Background Cutaneous lupus erythematosus (CLE) and dermatomyositis (DM) are autoimmune diseases with characteristic cutaneous rashes. Both are histopathologically characterized by interface dermatitis and they are difficult and sometimes impossible to differentiate based on skin biopsies. The specific pathogenesis of both conditions remains enigmatic.
Methods Punch biopsies were obtained from lesional skin from patients with CLE (n=6) or DM (n=5), and control skin (n=6). Equal volumes of tissue were microdissected within the CLE and DM dermal inflammatory infiltrates and control dermis. Proteomic database was constructed using nano-LC tandem mass spectrometry. Qiagen Ingenuity pathway analysis was performed, and identified canonical pathways were compared between CLE, DM, and controls.

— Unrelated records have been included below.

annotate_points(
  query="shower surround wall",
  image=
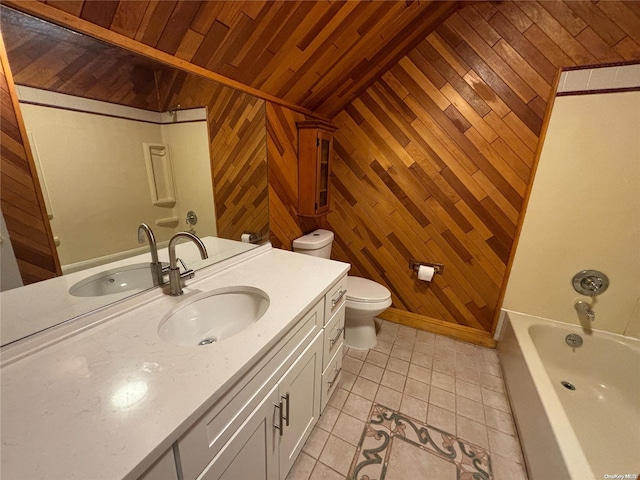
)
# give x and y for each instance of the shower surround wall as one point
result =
(93, 165)
(584, 213)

Results Comparing CLE vs controls we identified 246 pathways, while 51 of them were enriched (threshold p<0.05). Comparing DM vs controls 200 pathways were identified, 72 enriched. Canonical pathways enriched in both CLE and DM were those involved in antigen presentation, protein ubiquitination, acute phase response, interferon signaling, GP6 signaling, tRNA charging, and B cell development. Analysis of CLE vs DM showed 237 pathways, 70 of them enriched (p<0.05). The top differentially enriched canonical pathways in CLE compared to DM included EIF2 signaling, complement system, LXR/RXR and FXR/RXR activation, acute phase response signaling, mTOR and granzyme A signaling, clathrin mediated endocytosis signaling, and coagulation system.
Conclusions Canonical pathways enriched in both CLE and DM skin are associated with activation of innate and adaptive immune systems, including the interferon system. A major difference between CLE and DM was that the EIF2 pathway, involved in cellular stress and induction of cell death, was enriched in CLE. Enhanced granzyme A signaling in CLE coincides with the top upregulated cytokine in the CLE proteomics being IL-16,1 majorly expressed by CD8 T lymphocytes. Further, results indicate differentially activated metabolic pathways and deposition of complement and coagulation components in CLE dermal infiltrate.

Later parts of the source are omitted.